Le récent accident ferroviaire de Compostelle signe une nouvelle fois la montée en puissance d’une nouvelle forme d’évènements dramatiques ayant des répercussions inattendues sur l’existence humaine, le déraillement. Outre sa valeur incontournable dont la fonction est de nous signifier notre fragilité chronique, il vient s’inscrire dans une symbolique ou trois composantes s’articulent et s’amplifient : le réseau social, la caméra de vidéo surveillance, le Smartphone.

Remontons jusqu’au début du siècle précédent : la dramaturgie du Titanic était tout autre : un paquebot fier et clinquant, la vitesse pour traverser un élément océanique hostile, un capitaine déjà obsédé par la vitesse (le lien entre l’énorme et la vitesse comme vecteur de toute puissance du dirigeant), un fâcheux impondérable sous la forme d’un iceberg, des éléments climatiques défavorables. On a là quelque chose de l’opposition simple du naturel et du culturel. Plus intéressant est, peut être, l’annonce de l’évènement : l’appel de détresse, le morse, l’arrivée poussive des secours, la nécessité d’une reconstitution, le témoignage des survivants (témoignage, pour approcher l’exactitude des faits), la recherche et la découverte de l’épave des années et des années après. En fin de compte, quelques ombres, une vérité, un peu de mystère. Ce qui marque, c’est la distance entre l’évènement et sa transcription, son romantisme rétroactif.
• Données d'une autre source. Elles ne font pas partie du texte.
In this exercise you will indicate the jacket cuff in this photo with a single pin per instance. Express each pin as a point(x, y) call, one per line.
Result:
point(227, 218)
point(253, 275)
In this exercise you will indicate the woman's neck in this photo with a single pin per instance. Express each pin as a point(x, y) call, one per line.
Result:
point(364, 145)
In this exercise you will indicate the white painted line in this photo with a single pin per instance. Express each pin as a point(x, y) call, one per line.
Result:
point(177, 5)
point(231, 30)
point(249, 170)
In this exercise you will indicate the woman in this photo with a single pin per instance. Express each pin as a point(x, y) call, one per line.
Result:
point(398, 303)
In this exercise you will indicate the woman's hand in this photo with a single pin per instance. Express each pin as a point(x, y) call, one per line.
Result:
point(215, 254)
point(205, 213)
Le décor de Compostelle étonne par sa différence : sa visibilité tout d’abord, son quadrillage technique, la marge très étroite d’imprévisibilité, le peu de poids de Dame nature dans l’affaire : littéralement, la mort au bout du tournant. L’après-coup est rapide, les informations affluent saturant et conditionnant les espaces de compréhension. Et tout converge sans malice vers l’humain d’abord, la faute du conducteur. Chasser le naturel, il s’enfuit au galop. Mais on quitte rapidement, l’hypothèse de l’endormissement, de la faille technique pour rentrer illico dans une autre histoire passablement dérangée ou affects et imaginaire débordent à travers les trois outils énoncés précédemment.

  • Le réseau social d’abord, le capitaine du vaisseau à roulettes a un compte Facebook et quelques amis.  Comme les petites filles de 12 ans qui affirment leur majorité, comme les adolescents falots qui viennent déclarer leur adoration du nazisme et des armes à feu, il vient déclarer sa flamme pour la vitesse et la transgression. Lui roule vite quand il faut rouler doucement. Pour une minorité, Facebook trouble les repères. Quand on est ce qu’on n’est pas dans un monde virtuel, ça empêcherait de le devenir en vrai. La ritournelle psychologique d’il vaut mieux le dire que de le faire s’avère inopérant. On n’endosse plus le costume d’un rôle pour jouer, on fait des tours de chauffe pour passer à l’acte ce qui permet de tirer dans le tas et de prendre un virage à une vitesse surhumaine. Le Dark Vador ibérique a réussi son coup.
  • La caméra de vidéo surveillance ensuite ; située dans le virage, elle donne une image étrange de la catastrophe ; silencieuse, presque irréelle, elle laisse voir le virage raté et une masse qui se désagrège, explose. Bizarrement, elle suggère qu’elle était là pour la catastrophe et qu’on avait dévolu à cette machine enregistreuse, le rôle du témoin.
  • Le Smartphone , enfin : ce moment bizarre où on l’aperçoit des gens parfois ensanglantés, fixer un écran pour prendre des clichés en étant eux-mêmes photographiés par d’autres personnes elles-mêmes en occupation de Smartphones. Comme ces protagonistes ne sont ni reporters ni cameramen, une image incompréhensible, brouillée, surchargée apparait en flou. Il n’y a rien à faire voir que de montrer qu’on était là pour le voir.

Tout cela a une cohérence involontaire : elle articule la réalisation d’une volonté de puissance dans l’objectivité de la technique et l’empathie de la position victimaire. Elle clôt une succession d’instants qui se suffisent à eux-mêmes où le temps et la responsabilité s’estompent.

Entre le Titanic et Compostelle, une mince différence : celle qui distingue le deuil de l’équarrissage.